I want you and I want your attorneys to bring up those incidents which show you to be caring and loving parents, and I am sure they will try. However, it is more likely that they will be forced to show the other parent at his or her worse. Neither of these efforts will work very well. In trying to prove the positives you will discover that with the passage of time, the inability of witnesses to describe the situation with the same force with which it occurred, just the difficulty of putting into words other people’s’ thoughts, feelings and actions, all of these combine to make grey what you felt was vivid or blunt . . . what you thought was poignant. On the other hand, the negatives will seem to make you look like the worse parent that ever lived. Did you ever send one of your children to school without their lunch? Did you ever forget to give one of your children [their] medicine? Did you ever say about your child “I could have strangled her?” We probably have all done those things, and it will be presented as if you are the most neglectful or abusive parent.

At the end of the trial any goodwill each of you had for the other, if there is any, will have been totally destroyed. It is both of you who must be parents of these children until either you or they die. Neither I nor any of these lawyers . . . will be there for you for the remainder of this long journey. We could try to do our best to get you pointed in the right direction and maybe even help you along, but it is only in the first few steps. In the end it is both of you who must raise these children.

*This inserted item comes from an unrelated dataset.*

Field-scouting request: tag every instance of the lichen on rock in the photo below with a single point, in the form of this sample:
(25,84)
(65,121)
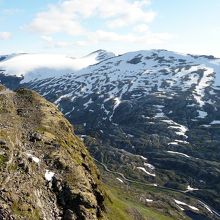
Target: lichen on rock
(32,129)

If your children could reach into their hearts and tell you exactly what they think and feel about what is going on here, if they could get beyond the hurt we know they must feel, we all know what they would say. First they would say, “I wish Mom and Dad were back together.” Knowing this will not happen, they would say, “I wish they would just stop fighting.” No doubt they love you so much they are probably blaming themselves for your original breakup. It is time you get past the anger and put aside the hurt. You may even have to forgive. The pain that has been caused here arises from the conflict between each of you and has nothing to do with the children.

Your children want this conflict to end. You have the chance to leave there today with an agreement that is in the best interest of your children. But it is an agreement that you must reach together. You must be willing to put aside your differences and be willing to accommodate each other’s needs. But most importantly you must be ready now to put the needs of your children first. I know that your children want you to settle this case. You can do the right thing and you can start now. Put aside what has happened in the past. This is the judgment day for your children. It’s not about you. And think about the additional damage you are going to cause to these children. I can tell you right now it has happened and it happens every time. Put aside your own egos and swallow them. Leave it is in this courtroom . . . we’ve had a lot of egos left in this courtroom. You don’t see them but I do because I see parents who are willing to put their children’s welfare above their own ego. And they leave it right here and they know and understand what is really best for the children.